Expectations 1. Electrochemical cell = for measuring the ion activity in a liquid sample (matrix), in particular for measuring the pH value in an aqueous solution, comprising
a measuring electrode, a diaphragm, a primary electrolyte, a membrane, a secondary electrolyte and a reference electrode, characterized in that the diaphragm is designed as a removable sleeve (2) which seals a filling space of the secondary electrolyte (15) to the outside, and which forms an annular gap (14) with the measuring electrode (3, 4) on the inside. 2. Electrochemical cell according to claim 1, characterized by a voltmeter with a high-impedance input between the measuring electrode and the reference electrode. 3. Electrochemical cell according to one of the preceding claims, characterized through a double-axial construction as a combination measuring chain. 4. Electrochemical cell according to one of the preceding claims, in which the reference electrode consists of a reference element (6) and the primary electrolyte (5), the reference element (6) consisting of a metal and a slightly soluble salt of the metal. 5. Electrochemical cell according to claim 4, characterized by the use of silver as metal and silver chloride as metal salt. 6. Electrochemical cell according to one of the preceding claims, characterized in that the membrane (9) between the primary (5) and secondary electrolyte (15) allows the primary electrolyte (5) to flow very slowly into the filling space of the secondary electrolyte (15). 7. Electrochemical cell according to claim 6, characterized in that the membrane (9) consists of a wick-like material. 8. Electrochemical cell according to one of the preceding claims, characterized in that the removable sleeve (2) consists of a slightly flexible plastic sleeve (2) and is pushed concentrically onto a shaft (3). 9. Electrochemical cell according to claim 8, characterized in that the sleeve (2) can be removed to clean the contact zone (11) between the secondary electrolyte (15) and the sample (matrix). 10. Electrochemical cell according to one of the preceding claims, characterized by a tubular container (1) which forms the primary chamber (13) and contains the primary electrolyte (5) and the reference element (6). 11.. Electrochemical cell according to claim 10, characterized in that the tubular container (1) is made of electrically insulating material and is substantially chemically inert to the primary electrolytes.

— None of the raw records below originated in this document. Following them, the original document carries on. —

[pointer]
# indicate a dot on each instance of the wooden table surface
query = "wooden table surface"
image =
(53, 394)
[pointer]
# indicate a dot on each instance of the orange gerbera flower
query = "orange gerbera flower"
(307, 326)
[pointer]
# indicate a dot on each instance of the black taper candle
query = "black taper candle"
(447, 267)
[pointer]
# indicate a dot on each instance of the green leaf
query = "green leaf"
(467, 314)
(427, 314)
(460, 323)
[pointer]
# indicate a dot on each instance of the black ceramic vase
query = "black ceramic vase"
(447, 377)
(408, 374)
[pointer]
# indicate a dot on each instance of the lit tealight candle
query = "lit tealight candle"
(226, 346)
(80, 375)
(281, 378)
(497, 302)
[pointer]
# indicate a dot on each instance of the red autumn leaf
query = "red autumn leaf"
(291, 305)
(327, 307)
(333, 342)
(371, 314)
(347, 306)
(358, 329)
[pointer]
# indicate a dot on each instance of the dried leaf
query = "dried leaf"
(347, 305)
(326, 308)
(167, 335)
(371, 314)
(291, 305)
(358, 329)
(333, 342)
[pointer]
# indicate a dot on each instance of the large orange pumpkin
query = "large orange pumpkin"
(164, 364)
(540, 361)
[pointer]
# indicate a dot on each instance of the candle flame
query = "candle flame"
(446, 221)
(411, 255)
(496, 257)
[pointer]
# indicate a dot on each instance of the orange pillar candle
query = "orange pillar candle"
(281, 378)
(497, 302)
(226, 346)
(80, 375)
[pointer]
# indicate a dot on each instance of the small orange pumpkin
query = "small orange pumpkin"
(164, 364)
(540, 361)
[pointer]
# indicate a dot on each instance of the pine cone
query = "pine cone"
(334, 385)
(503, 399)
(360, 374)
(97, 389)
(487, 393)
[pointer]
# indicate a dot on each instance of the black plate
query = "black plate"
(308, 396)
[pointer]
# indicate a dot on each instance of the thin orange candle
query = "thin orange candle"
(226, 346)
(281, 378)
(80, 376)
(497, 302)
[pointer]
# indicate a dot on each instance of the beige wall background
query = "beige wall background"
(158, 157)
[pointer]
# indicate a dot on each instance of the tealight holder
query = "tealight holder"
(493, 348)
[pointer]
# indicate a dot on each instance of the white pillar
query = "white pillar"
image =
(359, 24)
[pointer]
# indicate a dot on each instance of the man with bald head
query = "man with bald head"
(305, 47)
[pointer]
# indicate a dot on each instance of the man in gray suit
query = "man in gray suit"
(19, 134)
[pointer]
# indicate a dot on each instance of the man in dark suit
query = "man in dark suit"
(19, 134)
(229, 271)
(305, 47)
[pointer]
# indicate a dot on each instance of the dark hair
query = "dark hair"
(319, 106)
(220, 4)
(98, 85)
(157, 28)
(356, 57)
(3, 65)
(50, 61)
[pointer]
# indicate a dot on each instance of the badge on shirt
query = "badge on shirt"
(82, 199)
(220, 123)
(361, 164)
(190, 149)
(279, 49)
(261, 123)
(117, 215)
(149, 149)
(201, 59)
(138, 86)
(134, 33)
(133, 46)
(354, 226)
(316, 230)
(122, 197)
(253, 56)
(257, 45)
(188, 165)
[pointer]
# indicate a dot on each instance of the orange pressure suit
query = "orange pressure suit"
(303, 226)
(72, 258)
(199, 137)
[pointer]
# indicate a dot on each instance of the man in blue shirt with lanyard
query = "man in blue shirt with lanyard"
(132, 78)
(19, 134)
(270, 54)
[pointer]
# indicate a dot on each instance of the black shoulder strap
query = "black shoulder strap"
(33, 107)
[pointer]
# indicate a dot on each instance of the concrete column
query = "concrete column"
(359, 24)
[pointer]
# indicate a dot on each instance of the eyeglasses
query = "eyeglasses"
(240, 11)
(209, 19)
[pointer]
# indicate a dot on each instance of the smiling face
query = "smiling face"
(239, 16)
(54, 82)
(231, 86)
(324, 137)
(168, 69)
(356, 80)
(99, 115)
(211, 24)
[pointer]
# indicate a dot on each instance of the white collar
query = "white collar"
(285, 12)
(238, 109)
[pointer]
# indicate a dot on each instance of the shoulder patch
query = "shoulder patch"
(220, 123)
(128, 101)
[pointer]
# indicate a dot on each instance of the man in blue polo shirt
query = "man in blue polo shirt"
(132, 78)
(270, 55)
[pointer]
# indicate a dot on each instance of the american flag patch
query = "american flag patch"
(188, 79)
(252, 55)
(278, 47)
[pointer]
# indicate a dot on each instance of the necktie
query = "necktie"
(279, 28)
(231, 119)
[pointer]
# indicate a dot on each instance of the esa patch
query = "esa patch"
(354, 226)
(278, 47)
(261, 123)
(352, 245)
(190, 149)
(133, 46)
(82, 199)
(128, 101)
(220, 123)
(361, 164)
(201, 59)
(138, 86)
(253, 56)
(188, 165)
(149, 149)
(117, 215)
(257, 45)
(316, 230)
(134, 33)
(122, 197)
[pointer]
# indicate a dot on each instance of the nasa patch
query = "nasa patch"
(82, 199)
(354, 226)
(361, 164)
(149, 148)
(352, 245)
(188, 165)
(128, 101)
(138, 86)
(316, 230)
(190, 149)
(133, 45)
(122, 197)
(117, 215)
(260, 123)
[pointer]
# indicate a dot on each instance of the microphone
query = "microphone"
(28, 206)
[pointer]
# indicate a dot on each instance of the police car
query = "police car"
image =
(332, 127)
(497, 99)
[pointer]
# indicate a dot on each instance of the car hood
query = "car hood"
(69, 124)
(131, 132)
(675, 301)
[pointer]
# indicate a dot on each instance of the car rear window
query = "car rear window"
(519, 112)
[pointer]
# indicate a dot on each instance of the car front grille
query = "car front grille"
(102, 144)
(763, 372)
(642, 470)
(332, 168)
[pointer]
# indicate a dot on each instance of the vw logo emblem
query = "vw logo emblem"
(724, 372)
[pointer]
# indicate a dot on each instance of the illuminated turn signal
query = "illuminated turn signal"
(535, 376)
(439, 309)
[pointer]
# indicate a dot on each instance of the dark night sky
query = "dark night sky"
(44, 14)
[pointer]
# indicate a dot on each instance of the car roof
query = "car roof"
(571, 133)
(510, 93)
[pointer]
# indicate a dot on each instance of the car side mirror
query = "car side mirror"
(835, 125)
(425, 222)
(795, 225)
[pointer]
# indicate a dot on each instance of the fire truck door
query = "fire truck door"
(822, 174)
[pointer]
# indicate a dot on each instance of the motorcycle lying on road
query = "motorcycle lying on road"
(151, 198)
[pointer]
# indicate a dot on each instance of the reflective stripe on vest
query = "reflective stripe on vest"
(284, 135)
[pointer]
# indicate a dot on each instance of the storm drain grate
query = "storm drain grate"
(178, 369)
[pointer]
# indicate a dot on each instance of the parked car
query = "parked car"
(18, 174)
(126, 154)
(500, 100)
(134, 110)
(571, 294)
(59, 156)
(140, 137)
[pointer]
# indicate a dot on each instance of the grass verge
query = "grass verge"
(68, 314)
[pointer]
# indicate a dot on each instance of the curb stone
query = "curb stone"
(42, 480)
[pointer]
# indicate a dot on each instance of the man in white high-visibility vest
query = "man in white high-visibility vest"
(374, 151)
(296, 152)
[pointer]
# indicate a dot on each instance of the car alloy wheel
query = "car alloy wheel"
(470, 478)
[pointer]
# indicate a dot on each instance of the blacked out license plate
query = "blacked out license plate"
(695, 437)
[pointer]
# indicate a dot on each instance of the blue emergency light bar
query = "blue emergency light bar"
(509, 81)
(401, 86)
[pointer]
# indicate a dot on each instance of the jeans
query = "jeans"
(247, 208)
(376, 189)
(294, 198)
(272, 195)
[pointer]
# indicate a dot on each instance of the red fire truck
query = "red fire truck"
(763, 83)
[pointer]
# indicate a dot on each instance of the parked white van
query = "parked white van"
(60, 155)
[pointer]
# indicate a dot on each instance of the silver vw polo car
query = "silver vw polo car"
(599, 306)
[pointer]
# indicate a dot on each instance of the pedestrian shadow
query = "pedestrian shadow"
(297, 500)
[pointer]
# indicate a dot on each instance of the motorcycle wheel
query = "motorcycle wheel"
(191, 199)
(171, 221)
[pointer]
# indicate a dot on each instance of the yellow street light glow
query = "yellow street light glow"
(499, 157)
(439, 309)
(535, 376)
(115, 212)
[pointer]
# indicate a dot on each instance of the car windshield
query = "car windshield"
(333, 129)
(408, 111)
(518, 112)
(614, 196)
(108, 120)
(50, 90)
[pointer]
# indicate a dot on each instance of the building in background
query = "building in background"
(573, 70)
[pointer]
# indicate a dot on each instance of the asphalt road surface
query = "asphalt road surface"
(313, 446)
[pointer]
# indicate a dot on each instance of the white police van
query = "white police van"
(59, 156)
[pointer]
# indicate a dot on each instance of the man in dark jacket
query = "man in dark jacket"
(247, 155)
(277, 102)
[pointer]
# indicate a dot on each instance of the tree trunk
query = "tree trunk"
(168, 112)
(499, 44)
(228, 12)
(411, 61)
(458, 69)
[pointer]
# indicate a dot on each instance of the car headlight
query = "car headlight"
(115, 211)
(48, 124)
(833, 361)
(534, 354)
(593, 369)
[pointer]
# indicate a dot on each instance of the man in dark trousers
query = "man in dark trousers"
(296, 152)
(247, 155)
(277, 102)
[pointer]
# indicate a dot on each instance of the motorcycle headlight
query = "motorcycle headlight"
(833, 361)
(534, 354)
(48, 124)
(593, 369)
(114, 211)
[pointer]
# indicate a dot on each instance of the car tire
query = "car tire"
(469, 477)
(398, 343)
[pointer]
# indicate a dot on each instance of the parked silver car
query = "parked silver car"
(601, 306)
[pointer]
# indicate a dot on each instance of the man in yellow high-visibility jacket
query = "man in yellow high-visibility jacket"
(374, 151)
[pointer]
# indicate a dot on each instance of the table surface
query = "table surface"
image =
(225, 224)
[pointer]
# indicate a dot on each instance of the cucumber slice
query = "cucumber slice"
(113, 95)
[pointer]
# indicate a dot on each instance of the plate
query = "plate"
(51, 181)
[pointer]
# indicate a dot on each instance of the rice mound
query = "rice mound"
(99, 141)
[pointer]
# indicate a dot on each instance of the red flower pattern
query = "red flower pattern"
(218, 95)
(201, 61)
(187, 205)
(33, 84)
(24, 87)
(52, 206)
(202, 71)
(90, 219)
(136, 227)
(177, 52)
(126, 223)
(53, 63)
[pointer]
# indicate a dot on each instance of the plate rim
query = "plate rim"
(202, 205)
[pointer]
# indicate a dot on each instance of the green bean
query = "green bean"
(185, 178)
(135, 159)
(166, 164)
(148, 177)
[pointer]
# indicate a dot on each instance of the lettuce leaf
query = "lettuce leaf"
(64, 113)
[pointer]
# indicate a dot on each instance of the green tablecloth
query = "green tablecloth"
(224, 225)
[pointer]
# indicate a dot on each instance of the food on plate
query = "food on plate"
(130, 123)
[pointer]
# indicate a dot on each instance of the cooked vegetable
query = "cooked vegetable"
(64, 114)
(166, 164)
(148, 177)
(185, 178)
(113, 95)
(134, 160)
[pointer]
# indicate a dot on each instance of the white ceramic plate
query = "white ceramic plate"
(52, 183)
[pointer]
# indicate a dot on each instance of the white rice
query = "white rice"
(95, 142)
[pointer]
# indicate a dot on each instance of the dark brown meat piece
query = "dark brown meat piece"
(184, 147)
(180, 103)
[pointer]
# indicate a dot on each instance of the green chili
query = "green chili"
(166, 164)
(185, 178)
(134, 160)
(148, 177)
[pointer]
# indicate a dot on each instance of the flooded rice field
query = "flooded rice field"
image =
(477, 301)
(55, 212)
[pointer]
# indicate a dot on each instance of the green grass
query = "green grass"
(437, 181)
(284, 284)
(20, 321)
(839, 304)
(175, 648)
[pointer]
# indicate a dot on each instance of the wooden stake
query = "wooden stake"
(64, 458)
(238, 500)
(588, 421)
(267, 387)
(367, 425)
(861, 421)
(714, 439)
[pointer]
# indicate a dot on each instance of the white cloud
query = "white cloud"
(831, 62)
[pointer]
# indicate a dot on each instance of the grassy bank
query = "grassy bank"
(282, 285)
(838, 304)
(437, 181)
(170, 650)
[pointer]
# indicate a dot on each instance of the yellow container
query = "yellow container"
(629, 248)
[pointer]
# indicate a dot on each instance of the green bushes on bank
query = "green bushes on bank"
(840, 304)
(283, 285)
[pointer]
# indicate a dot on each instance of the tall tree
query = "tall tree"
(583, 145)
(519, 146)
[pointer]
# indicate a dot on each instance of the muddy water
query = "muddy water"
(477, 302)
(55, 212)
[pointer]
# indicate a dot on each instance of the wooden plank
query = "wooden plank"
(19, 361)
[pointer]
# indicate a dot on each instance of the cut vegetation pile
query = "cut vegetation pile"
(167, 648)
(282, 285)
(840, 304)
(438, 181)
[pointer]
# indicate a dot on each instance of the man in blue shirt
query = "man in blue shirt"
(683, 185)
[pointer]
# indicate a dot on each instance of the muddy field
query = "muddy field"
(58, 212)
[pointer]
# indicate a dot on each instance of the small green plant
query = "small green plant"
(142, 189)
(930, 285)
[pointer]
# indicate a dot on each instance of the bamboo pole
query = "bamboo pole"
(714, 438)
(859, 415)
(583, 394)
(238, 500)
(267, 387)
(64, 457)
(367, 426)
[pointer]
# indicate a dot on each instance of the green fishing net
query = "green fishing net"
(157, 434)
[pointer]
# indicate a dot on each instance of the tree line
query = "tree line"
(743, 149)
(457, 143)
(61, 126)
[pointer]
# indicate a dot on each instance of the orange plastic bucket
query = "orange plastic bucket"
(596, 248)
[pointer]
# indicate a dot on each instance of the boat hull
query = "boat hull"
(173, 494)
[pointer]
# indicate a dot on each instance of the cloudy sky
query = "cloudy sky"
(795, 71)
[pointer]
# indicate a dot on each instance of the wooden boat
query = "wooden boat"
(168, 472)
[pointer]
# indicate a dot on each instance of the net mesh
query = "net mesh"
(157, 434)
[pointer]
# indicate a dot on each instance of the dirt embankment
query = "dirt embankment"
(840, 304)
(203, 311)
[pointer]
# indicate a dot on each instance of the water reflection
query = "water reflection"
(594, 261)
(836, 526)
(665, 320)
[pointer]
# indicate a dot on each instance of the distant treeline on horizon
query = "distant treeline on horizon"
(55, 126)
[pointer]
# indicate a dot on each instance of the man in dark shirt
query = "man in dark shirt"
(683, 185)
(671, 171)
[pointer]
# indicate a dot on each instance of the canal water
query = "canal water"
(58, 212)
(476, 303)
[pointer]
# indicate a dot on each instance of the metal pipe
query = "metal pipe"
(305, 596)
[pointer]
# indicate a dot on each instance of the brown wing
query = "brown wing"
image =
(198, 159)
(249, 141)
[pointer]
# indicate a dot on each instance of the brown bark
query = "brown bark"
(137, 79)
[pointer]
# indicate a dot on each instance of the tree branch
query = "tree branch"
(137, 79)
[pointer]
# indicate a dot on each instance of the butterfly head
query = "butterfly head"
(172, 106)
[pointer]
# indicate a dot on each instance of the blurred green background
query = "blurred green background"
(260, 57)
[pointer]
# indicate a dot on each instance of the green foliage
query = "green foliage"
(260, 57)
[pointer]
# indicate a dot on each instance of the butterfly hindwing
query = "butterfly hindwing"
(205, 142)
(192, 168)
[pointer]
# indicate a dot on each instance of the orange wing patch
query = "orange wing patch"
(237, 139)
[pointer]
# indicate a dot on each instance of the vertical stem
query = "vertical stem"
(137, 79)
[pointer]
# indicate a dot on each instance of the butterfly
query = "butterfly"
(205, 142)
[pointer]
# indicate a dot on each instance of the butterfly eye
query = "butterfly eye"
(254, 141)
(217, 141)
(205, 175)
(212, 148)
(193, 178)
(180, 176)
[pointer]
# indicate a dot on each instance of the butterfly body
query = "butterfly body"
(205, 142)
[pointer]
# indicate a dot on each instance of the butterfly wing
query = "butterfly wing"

15 12. Electrochemical cell according to claim 11, characterized in that the tubular container (1) consists of a synthetic polymer, for example polypropylene. 20 13. Electrochemical cell according to claim 12, characterized in that the shaft (3) is centered in the tubular container (1) and protrudes from the tubular container (1). 25 14. Electrochemical cell according to claim 13, characterized in that the shaft (3) ends in a sensitive tip (4) and consists of an insulating hollow body which contains an electrical contact for connection to the sensitive tip (4) and to a voltmeter. 15. Electrochemical cell according to claim 14, characterized in that the shaft (3) is made of a substantially chemically inert material such as glass, polypropylene or epoxy. 16. Electrochemical cell according to claim 15, characterized in that the connection of a connecting cable to the voltmeter is made via a thread (31) and a sealing ring (32). 15 17. Electrochemical cell according to one of the preceding claims, g e k e &eegr;&eegr;&zgr; e i c h &eegr; e t by a thread for fixing the electrochemical cell in a measuring device.
20 18. Electrochemical cell according to one of the preceding claims, characterized in that the electrochemical cell is connected to an integrated voltmeter in a housing.
25 19. Electrochemical cell according to claim 18, characterized by a switch (21) for switching the voltmeter on and off. 20. Electrochemical cell according to claim 18 or 19, characterized by a three-digit display (20), the measured value of which can be fixed using a button (24). 21. Electrochemical cell according to claim 18, 19 or 20, characterized in that the housing (22) consists of plastic. 22. Electrochemical cell according to one of the preceding claims, characterized by a measuring tip (42) which is connected via an external thread (40) to an internal thread of a sleeve (23) fixed to the housing (22).